Among the so-called technical notices set to be published is an impact paper detailing the possible scenario for the financial services industry.
The plan for banks and businesses was not expected to be among the first batch of notices released, as it likely to stir up controversy.
However, companies have been calling out for more clarity on the future for months now, and on Wednesday, business groups issued a cautious welcome in anticipation of more details on how industry will be affected if the UK crashes out of the EU with no agreement in place.
Adam Marshall, director general of the British Chambers of Commerce, said: “Businesses have waited too long for answers to some basic questions around Brexit - and have been particularly frustrated by the lack of clear guidance on some of the issues that are within the UK government’s own control.
“‘No deal’ preparations should have happened far earlier, and the onus is on government to move quickly and give businesses as much detailed technical information as possible to avoid significant disruption in any scenario.”
Mr Marshall said it will assess the government’s plans on the basis of whether firms “have the clarity they need so that they can continue to conduct business both here at home and across borders on 30 March 2019”, and said the BCC “will not hesitate to tell ministers if we find the content unclear or unhelpful to business decision-making”.
Allie Renison, head of Europe and trade policy at the Institute of Directors, said: ““The publication of no-deal guidance has been a long time coming, but it’s better late than never.
“While a ‘no deal’ scenario would be bad for businesses, ‘no deal’ with no planning would be worse.”
She added that the way the notices are communicated and disseminated will be “just as important as their contents”, and said the government should ensure that the information “trickles down to all businesses in the supply chain, particularly to smaller firms which are typically less resourced, and are less likely to have made preparations so far”.

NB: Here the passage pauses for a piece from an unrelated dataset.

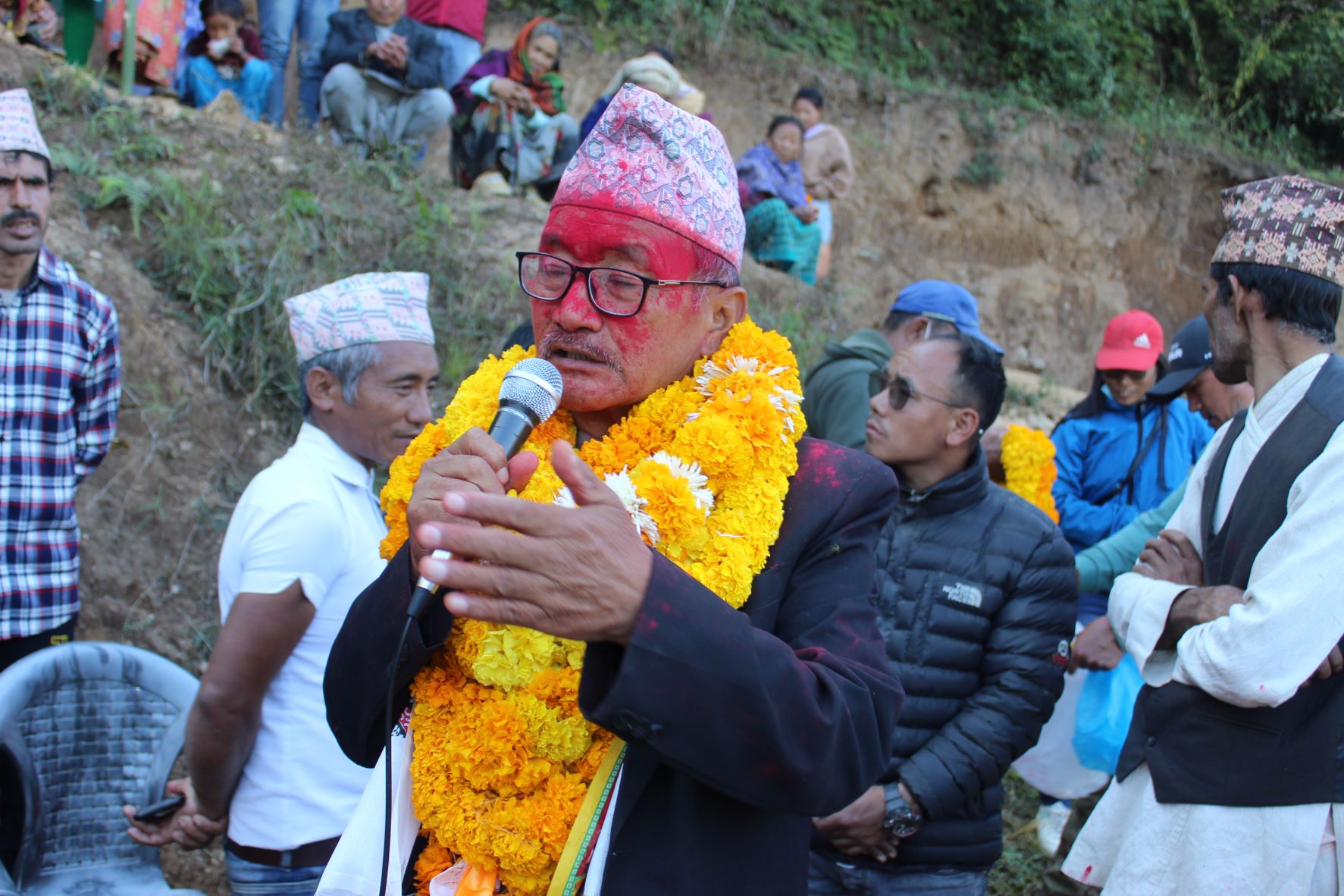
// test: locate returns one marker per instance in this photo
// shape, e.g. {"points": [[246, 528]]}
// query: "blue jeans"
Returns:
{"points": [[824, 221], [829, 878], [277, 24], [459, 54], [250, 879], [250, 86]]}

Mike Cherry, national chairman of the Federation of Small Businesses, agreed that smaller firms “will be the ones hardest hit by a disorderly exit from the EU”.
“Unlike bigger businesses, they do not have the resources or capacity in the short term to deal with a sudden and sweeping change to the way they do business,” he said.
“If you are a small business that trades with the EU or employs someone from the EU, or if you a self-employed EU citizen working in the UK, you need easily accessible information that will explain how a sudden Brexit will impact you and your business while providing practical steps to soften this impact.”
Mr Cherry added: “Engagement is critical to make sure that the UK’s small business community start preparing for a no deal Brexit and so that government gets a better understanding of the consequences of this scenario for the sector. This will allow them to put in place remedies, such as tax credits or export vouchers, to better support smaller firms if they are faced with a no deal Brexit.”
The FSB has previously warned that the government must “do everything in its power” to avoid a cliff-edge Brexit.